What is the best piece of writing advice you’ve ever been given? The worst?

This is so subjective, because what I would say was the worst for me is the best for someone else, and vice versa. But the worst advice I’ve been given is anything that tries to make me go against what works naturally best for me. When people try to make my process fit their rules, I never do well. But when I let my process and my personality and my wiring dictate how I step out in action, then I’m so much more successful.

All writers have ‘a voice’. How would you describe yours?

Oh, that’s really interesting… I don’t know if I could describe my voice. I think in both fiction and nonfiction, I have a touch of humor, but I also like to hit hard with truth bombs, so not everything is funny. I suppose my voice would be uniquely me. Both funny and serious, in probably equal measure. This is a great question. Now I want to go think about this more.
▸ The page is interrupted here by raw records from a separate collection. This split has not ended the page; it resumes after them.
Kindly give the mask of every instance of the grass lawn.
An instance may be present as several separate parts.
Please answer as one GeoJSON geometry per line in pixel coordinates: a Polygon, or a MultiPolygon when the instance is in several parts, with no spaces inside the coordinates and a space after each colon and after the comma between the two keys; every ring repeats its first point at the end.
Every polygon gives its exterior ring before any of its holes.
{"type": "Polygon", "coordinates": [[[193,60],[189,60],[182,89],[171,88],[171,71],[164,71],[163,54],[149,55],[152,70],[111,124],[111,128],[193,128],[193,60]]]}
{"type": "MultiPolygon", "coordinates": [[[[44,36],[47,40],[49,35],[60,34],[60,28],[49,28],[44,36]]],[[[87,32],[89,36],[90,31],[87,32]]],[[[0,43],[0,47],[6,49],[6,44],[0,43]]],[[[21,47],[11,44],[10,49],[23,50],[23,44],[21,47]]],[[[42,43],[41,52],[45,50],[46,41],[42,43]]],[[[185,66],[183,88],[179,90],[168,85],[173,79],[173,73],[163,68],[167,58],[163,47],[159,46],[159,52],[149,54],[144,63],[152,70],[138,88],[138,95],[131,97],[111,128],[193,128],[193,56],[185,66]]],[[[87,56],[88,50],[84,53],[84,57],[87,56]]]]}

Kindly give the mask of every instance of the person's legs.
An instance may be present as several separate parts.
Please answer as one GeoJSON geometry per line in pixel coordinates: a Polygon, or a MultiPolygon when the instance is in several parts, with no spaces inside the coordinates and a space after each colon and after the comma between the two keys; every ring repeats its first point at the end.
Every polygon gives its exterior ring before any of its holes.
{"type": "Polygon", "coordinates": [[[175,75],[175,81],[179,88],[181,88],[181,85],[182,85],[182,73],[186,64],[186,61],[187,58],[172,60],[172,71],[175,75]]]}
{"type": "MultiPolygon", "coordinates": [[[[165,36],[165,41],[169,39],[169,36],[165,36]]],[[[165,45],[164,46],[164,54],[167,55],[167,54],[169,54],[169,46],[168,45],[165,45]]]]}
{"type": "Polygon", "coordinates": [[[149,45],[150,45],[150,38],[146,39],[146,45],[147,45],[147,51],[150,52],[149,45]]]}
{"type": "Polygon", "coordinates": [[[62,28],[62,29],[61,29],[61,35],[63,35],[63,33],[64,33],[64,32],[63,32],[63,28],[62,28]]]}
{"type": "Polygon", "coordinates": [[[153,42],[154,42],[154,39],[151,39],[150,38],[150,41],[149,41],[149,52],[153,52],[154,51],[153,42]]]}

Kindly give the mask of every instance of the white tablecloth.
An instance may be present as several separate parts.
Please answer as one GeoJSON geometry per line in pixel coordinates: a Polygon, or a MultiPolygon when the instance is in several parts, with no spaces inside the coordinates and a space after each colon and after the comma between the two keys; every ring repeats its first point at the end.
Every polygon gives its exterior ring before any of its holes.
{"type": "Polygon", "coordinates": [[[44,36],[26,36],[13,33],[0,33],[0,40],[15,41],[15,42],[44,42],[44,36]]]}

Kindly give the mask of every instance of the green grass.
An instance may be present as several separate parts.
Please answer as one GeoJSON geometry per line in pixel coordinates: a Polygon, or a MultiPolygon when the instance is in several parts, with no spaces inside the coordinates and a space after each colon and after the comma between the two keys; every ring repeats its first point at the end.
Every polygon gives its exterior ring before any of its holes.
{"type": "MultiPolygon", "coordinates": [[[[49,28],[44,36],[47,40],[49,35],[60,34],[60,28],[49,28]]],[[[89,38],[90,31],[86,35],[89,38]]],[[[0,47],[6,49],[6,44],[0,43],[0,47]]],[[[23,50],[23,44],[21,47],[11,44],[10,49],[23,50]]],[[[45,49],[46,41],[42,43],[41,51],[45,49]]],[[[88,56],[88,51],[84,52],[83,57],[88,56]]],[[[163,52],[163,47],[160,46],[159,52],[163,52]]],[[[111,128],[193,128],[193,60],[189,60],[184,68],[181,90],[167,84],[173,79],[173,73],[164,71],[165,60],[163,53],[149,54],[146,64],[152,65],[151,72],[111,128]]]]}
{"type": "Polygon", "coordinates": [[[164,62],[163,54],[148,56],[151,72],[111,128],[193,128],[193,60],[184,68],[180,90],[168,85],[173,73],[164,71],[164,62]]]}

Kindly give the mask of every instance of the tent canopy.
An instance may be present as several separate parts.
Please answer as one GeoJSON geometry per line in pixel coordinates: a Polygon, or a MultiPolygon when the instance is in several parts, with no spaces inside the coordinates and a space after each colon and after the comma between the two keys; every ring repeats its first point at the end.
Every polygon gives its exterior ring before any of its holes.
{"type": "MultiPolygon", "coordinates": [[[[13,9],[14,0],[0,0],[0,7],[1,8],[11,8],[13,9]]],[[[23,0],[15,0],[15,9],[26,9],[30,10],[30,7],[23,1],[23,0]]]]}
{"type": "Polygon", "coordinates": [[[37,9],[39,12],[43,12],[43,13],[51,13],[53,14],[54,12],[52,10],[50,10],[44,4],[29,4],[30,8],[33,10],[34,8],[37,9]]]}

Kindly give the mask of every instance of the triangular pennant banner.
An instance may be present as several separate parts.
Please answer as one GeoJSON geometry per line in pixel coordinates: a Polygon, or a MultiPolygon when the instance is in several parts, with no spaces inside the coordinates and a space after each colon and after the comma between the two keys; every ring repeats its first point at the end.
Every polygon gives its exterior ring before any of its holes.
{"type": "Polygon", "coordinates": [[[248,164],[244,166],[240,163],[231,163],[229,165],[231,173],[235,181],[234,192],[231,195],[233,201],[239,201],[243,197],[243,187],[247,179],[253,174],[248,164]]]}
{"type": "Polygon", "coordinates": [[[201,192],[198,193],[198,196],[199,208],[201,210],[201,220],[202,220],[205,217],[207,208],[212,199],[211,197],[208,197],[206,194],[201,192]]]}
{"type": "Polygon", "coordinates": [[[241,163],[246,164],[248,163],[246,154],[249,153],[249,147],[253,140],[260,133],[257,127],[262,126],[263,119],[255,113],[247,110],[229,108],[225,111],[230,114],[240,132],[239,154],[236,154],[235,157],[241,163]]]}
VIP Interview: Maisey Yates

When someone mocks the romance industry or your genre, what’s your go-to comment? My readers love it, I love it. We devalue what matters to women, and I reject that wholly. It should be enough that we love it. 

How do you choose a story idea / which one to follow? Often times I get little bits of an idea, and the little bits kind of free float around for a while and then suddenly it comes together – a missing piece to the puzzle, a very strong character, and when the book feels REAL like that I know it’s time to write it. 

What do you know now that you wish you knew when you first started? I’d tell myself not to take it so seriously – and I don’t mean that flippantly, I meant…writing stories for a living is a joy. Take risks and chances and don’t be upset if someone doesn’t get it, don’t be sad if you have to rewrite – it’s not a failure, it means you took a big swing and missed, but that’s okay. 

What question do you wish someone would ask, but no one ever has? What do you do when you don’t feel like writing? I do it anyway! I find the pressure we put on ourselves to be HAPPY to write and feel JOY to be such an unnecessary pressure. Like any endeavor sometimes the reward is in having done it, not in doing it, and that’s okay. I’ve written many things angrily. I promise no one can tell the difference. 

Do you have any writing rituals / superstitions? Increasingly less and less! Every book is different and some require playlists and pinterest boards, others I just have to sit and write. 

Are you a plotter, panster or a combination of both? Definitely a combo, and definitely book dependent!

Why do you write? It’s my job, and that’s the easy answer. But why do I write even when it’s hard, and I have setbacks (and I do, no one is immune to professional disappointment at any stage of their career) it’s still the only thing I can imagine doing. I can’t NOT write. 

Do you have a writing routine? Not really, I definitely fluctuate with each book. Some like early morning words (rare) some only get written in a burst of fury in the late afternoon. Some are fast drafts, some aren’t. It’s all dependent on the book. 

Do you believe in Writers block, and if so, what would you suggest moving passed it? I don’t believe in it in the traditional sense. I find writer’s block and burnout tend to actually be more about surrounding issues in your life or the industry rather than the book itself, but writing is emotional, so anything impacting our emotions impacts our ability to write. At its heart though writer’s block is about being unable to make a decision. But there are a limited number of ways a book can go (if you’re writing in genre there are genre conventions, and beyond that, your characters will only behave in ways you’ve established) so ‘what happens next?’ has a finite list of possibilities. Choose one, and move on. If you hate it, delete what you wrote and try something else. But don’t let the blank page paralyze you. 

When did you first consider yourself a writer? When I sold my first book. Before I didn’t really talk about the fact I was writing. I’ve always written though, and in hindsight I realize I was always a writer, from the time I was seven and learned what quotation marks were and was absolutely thrilled I could write a story with dialogue, I was a writer.